When she heard about the SUNY competition, with “connection” as its theme, Bergero began to reframe her project through this lens. “I was starting with my own personal narrative and going beyond it to see how that personal narrative was connected to a wider cultural landscape.”
She did her research in four parts, each representing one aspect of her identity formation. First, she searched for old family photos, even contacting the historical museum in the Argentine village where her father was born. Next, she photographed dress markets in Mexico where she had shopped for quinceañera accessories as a teen. Third, she researched wooden folk masks in Mexico as she considered the ways in which she masked her identity to fit in with gender and cultural norms. Lastly, she went to a indigenous festival in Oaxaca and photographed Mexican folk dancers as a way of capturing an unabashed celebration of identity.

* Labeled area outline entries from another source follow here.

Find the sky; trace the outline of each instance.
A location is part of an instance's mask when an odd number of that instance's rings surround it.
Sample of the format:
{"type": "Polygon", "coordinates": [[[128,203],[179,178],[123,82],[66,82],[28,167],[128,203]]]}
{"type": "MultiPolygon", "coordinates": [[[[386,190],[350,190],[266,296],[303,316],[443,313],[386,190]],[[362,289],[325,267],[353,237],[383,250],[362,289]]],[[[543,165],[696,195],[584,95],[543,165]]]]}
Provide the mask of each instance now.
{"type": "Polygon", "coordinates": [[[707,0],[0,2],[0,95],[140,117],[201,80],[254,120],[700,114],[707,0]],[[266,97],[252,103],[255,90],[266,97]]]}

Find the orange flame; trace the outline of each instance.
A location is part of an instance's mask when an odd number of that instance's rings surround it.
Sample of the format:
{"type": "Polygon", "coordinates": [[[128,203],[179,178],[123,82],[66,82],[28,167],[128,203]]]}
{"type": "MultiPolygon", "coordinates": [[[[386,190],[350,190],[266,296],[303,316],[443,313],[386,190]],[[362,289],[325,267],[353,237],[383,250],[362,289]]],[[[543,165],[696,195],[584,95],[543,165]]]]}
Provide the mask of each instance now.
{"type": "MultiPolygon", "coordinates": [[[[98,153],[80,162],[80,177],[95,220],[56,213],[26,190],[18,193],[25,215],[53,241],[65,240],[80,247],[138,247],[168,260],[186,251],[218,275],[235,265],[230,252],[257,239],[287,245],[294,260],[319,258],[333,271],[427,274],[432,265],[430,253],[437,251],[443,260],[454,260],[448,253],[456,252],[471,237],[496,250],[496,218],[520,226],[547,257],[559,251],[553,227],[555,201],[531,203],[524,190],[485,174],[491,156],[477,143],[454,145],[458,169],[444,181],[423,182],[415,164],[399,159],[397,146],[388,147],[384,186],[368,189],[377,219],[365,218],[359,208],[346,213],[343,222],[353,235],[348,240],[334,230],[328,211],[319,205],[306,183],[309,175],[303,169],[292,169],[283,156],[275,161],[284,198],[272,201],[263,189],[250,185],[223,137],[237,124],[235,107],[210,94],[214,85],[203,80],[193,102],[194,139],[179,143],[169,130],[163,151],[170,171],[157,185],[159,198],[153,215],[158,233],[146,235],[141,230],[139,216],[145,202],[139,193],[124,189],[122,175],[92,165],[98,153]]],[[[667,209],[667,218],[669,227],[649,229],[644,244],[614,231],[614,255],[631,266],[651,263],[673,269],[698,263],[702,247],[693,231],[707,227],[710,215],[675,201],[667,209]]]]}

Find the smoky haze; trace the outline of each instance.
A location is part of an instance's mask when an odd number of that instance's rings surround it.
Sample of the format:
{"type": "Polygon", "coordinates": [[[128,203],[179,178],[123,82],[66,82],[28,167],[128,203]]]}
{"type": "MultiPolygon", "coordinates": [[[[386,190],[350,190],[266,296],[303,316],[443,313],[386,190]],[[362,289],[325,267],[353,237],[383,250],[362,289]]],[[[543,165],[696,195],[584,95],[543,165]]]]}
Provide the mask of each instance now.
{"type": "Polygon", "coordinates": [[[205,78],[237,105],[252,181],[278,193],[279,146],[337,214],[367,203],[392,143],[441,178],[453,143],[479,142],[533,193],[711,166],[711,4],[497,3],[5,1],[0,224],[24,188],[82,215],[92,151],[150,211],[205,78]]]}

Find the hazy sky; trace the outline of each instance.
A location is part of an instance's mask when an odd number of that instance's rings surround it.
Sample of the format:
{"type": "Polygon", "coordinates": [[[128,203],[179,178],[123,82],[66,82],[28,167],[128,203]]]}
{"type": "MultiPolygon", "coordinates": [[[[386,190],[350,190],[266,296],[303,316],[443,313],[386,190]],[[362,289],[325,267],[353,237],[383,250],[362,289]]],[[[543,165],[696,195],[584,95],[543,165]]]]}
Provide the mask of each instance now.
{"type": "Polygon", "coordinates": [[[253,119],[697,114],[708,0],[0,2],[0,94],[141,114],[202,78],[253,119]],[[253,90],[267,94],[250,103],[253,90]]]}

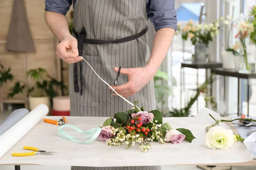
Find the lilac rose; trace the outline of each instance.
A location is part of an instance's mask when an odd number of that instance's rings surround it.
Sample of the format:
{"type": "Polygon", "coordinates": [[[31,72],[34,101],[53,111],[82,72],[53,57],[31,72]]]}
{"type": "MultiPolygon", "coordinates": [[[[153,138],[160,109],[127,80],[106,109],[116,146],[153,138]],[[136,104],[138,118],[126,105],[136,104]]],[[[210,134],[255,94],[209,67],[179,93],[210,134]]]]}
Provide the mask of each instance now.
{"type": "Polygon", "coordinates": [[[166,134],[166,142],[172,142],[174,144],[181,142],[186,138],[186,136],[176,129],[171,129],[166,134]]]}
{"type": "Polygon", "coordinates": [[[148,113],[145,111],[140,111],[137,113],[133,113],[131,114],[131,117],[135,119],[137,117],[141,118],[141,120],[137,120],[138,122],[141,122],[143,124],[149,123],[151,119],[154,119],[154,114],[151,113],[148,113]]]}
{"type": "Polygon", "coordinates": [[[102,128],[102,131],[99,135],[98,137],[101,141],[106,141],[107,140],[114,136],[111,132],[114,130],[114,128],[111,126],[107,125],[104,126],[102,128]]]}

From this material, she is planning a kind of Carnaval, based on the cultural festival that reverses and distorts traditional gender roles. She created five characters “as a portal to certain aspects of Latinx and Latin American culture,” and designed a dress for each.
“I traced back the femininity I inherited, and I’m owning the kind of femininity I want to build for myself,” she says. “This project was building space for different configurations of identity by first acknowledging that we are not this monolith of how we were born. We have multiple pieces we can play with.”
Bergero’s project was sponsored by Swarovski and Mimaki.